Official Newspaper of Eddy County since 1883

Gideon's trumpet: Toward equality in criminal justice

Gideon v. Wainwright (1963), entrenched in American folklore by a best-selling book and a popular film, was one of the most famous decisions rendered by the Warren Court. In a landmark opinion that reflected the Supreme Court’s determination to create one rule for rich and poor alike, the High Tribunal held for the first time that the Sixth Amendment requires states to provide for court-appointed attorneys in all felony cases.

Justice Hugo Black wrote the Court’s 9-0 opinion: “From the very beginning, our state and national constitutions and laws have laid great emphasis on safeguards designed to assure fair trials. This noble ideal cannot be realized if a poor man charged with a crime has to face his accusers without a lawyer to assist him.” Black insisted that no person should be deprived of counsel because of his poverty. To do so, he believed, violated the Sixth Amendment’s guarantee of the right counsel, as well as the promise of our democratic society to provide equal justice under the law.

The case brought to national prominence Clarence Earl Gideon, who was charged with breaking and entering the Bay Harbor (Florida) poolroom, with intent to commit a misdemeanor, a felony under state law. Gideon had no money and, at trial, asked the presiding judge to appoint an attorney to represent him. The judge refused his request on grounds that Florida law granted him no such authority. Gideon protested and asserted a constitutional right to counsel under the Sixth Amendment. The trial court explained that the Supreme Court in Betts v. Brady, in 1942, had held that criminal defendants in federal cases possessed the right to court-appointed counsel, but that ruling did not extend to state cases.
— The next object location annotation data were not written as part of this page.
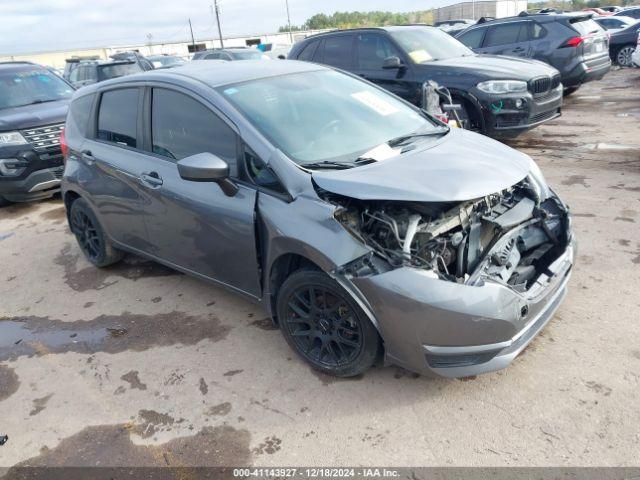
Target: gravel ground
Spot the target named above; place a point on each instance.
(138, 365)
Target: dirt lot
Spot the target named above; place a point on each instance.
(138, 365)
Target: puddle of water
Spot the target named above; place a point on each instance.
(609, 146)
(15, 333)
(28, 336)
(628, 114)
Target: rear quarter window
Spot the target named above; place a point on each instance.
(338, 51)
(79, 116)
(307, 53)
(472, 38)
(118, 117)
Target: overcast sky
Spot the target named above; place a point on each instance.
(37, 25)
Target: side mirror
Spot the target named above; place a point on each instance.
(390, 63)
(207, 167)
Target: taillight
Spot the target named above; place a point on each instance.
(63, 145)
(574, 42)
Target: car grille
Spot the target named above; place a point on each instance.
(44, 139)
(543, 116)
(57, 172)
(542, 85)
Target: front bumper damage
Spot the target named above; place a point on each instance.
(447, 329)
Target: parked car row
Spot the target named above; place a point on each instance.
(572, 43)
(492, 93)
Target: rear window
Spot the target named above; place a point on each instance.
(118, 70)
(505, 34)
(26, 87)
(586, 26)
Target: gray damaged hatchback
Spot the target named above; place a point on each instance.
(365, 227)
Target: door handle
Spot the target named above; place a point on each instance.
(87, 157)
(151, 179)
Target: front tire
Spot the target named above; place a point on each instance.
(623, 55)
(93, 242)
(324, 325)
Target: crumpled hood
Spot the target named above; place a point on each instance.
(31, 116)
(460, 166)
(496, 67)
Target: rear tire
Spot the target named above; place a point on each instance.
(325, 326)
(93, 241)
(623, 55)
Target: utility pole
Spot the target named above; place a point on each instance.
(193, 40)
(217, 10)
(289, 22)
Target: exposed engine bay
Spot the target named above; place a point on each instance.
(510, 237)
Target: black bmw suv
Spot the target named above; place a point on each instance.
(33, 107)
(500, 96)
(571, 42)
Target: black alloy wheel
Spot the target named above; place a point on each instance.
(325, 326)
(87, 235)
(94, 243)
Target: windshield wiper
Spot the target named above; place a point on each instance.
(328, 164)
(394, 142)
(35, 102)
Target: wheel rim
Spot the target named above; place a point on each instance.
(86, 234)
(323, 326)
(624, 56)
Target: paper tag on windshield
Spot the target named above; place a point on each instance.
(374, 102)
(381, 152)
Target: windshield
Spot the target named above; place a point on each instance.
(251, 55)
(586, 26)
(425, 44)
(25, 87)
(324, 115)
(116, 70)
(166, 61)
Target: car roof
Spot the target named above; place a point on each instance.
(539, 17)
(217, 73)
(19, 66)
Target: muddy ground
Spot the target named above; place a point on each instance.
(138, 365)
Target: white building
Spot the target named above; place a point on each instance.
(475, 10)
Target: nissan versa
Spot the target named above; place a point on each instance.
(365, 227)
(499, 96)
(33, 106)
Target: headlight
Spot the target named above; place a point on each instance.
(12, 138)
(503, 86)
(537, 181)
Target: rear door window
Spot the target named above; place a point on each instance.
(372, 49)
(505, 34)
(473, 38)
(338, 51)
(181, 126)
(118, 117)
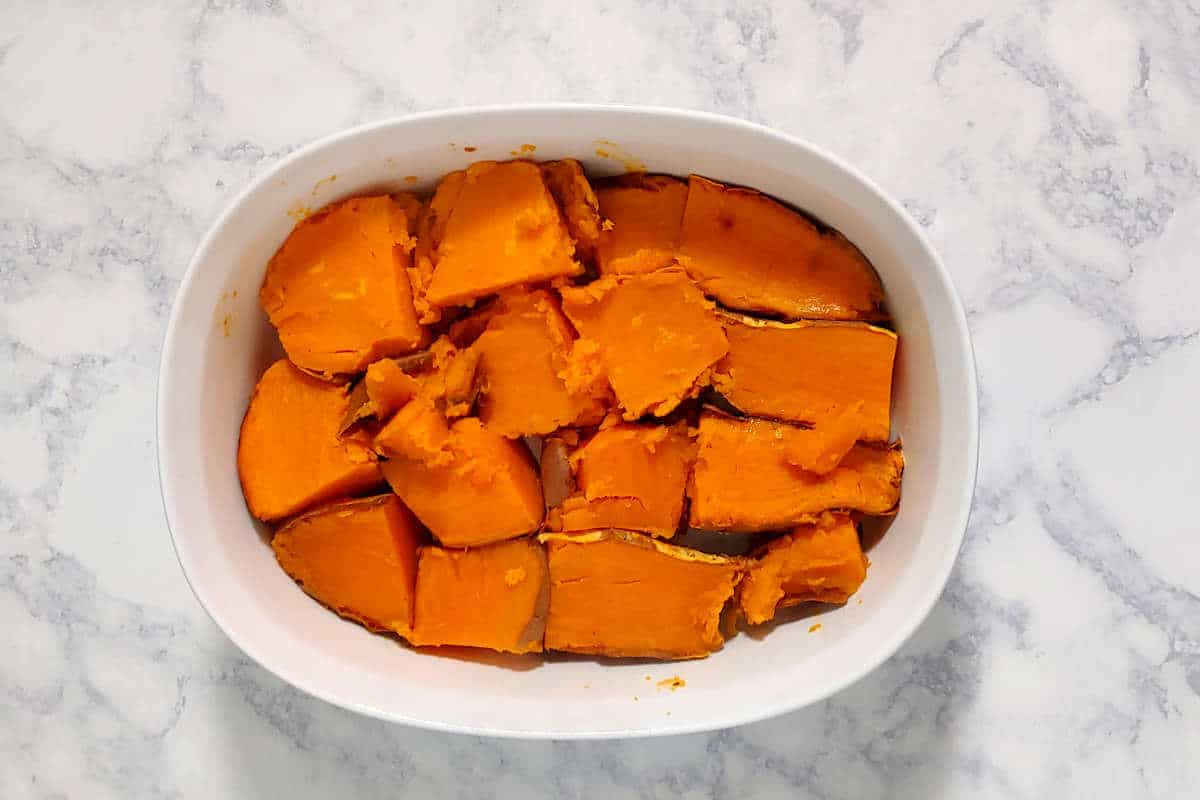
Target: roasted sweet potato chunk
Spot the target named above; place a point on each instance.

Gideon conducted his own defense, “about as well as could be expected from a layman,” Justice Black observed in his opinion for the Supreme Court in Gideon v. Wainwright. Gideon was not skilled in the arts of lawyering, and lacked knowledge about discovery, cross examination and the rules governing the admissibility of evidence, among other shortcomings. He was convicted and, while in prison, in his own handwriting, appealed in forma pauperis—in the character of a pauper--to the Supreme Court, asserting denial of his Sixth Amendment right to counsel.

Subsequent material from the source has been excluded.